On-Chip Power Distribution Modeling Becomes Essential Below 7nm

Why and when it’s needed, and what tools and technologies are required.

popularity

Modeling power distribution in SoCs is becoming increasingly important at each new node and in 3D-ICs, where tolerances involving power are much tighter and any mistake can cause functional failures.

At mature nodes, where there is more metal, power problems continue to be rare. But at advanced nodes, where chips are running at higher frequencies and still consuming the same or greater power, a lot more current needs to feed into the chip in a much smaller area. Understanding where the power is going, how it gets there, and what can disrupt the flow of electrons is becoming a major challenge.

“Power density is increasing, and because of that voltage drop is increasing, as well,” said Rajat Chaudhry, product management director at Cadence. “Transistors need to operate at a lower voltage relative to 10 years ago, and that means there is less room to play with how much drop we can have on the power network. We need to be much more accurate about our analysis to make sure the transistors are getting the right voltage so the chip operates at the right frequency.”

That has an impact on timing analysis, during which it is expected that the transistors will have a suitable voltage available at their terminals. “For example, you may do the timing while assuming the voltage doesn’t drop below 0.8 volts — or there is a variation of maybe 20 or 30 milliwatts around that.” Chaudhry said. “If the voltage at the transistor terminals drops a lot, or goes much higher than that, it can cause timing failures and functional failure of the chip.”

Others agree. “As transistors are being switched faster, at very low voltages, designs can’t afford to waste any voltage from drop,” said Marc Swinnen, director of product marketing at Ansys. “In the past, if 200 millivolts was lost to drop on 5 volts, no one cared. It was still plenty for the transistors to switch properly. But if you have a fraction of a volt, you can’t afford to lose any of that in voltage drop along the way. While transistors are switching faster, metal layers have also gotten thinner and narrower, so the resistance of the metal layer has been going up significantly. Suddenly, more power has to be squeezed through longer wires that are thinner, so the voltage drop problem has become increasingly acute, and the power supply network must be analyzed to determine the voltage drop.”

Modeling power distribution was not considered essential in the early days of chip design.

“The power supply consisted of power and ground rails, and the transistors connected between the power and ground,” Swinnen said. “Each row had a rail, and a double ring went around the chip where all the rails tied into — a power ring and a ground ring. Each rail tied into the right one, and that was it. The power rails were big enough that it wasn’t a problem. Metals were thick and wide. Distances were short. Voltage drop was not an issue you had to deal with much.”

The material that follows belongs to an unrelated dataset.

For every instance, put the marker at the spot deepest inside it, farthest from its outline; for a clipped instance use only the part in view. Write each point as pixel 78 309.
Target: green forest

As chip sizes increased, the rails between the rings became so long that the power coming down the ring then had to travel down the rail. But the middle of the rail was far away from the ring, and so voltages starting dropping such that there is a halfway point where the voltage is minimized. While straps were drawn to alleviate this issue, over the past decade, power has emerged as an acute problem.

“Power went from being a non-problem to a minor problem,” Swinnen said. “Now it’s a major problem to the point that it’s one of the significant sign-off tools. The number one technique for reducing power on the chip is to reduce the voltage, and since the power is proportional to the square of the power supply voltage, lowering the voltage has a huge impact on the power across the board. It’s a simple direct way of lowering voltage as voltages have continually gone lower, even to ultra-low voltages that barely scrape above half a volt.”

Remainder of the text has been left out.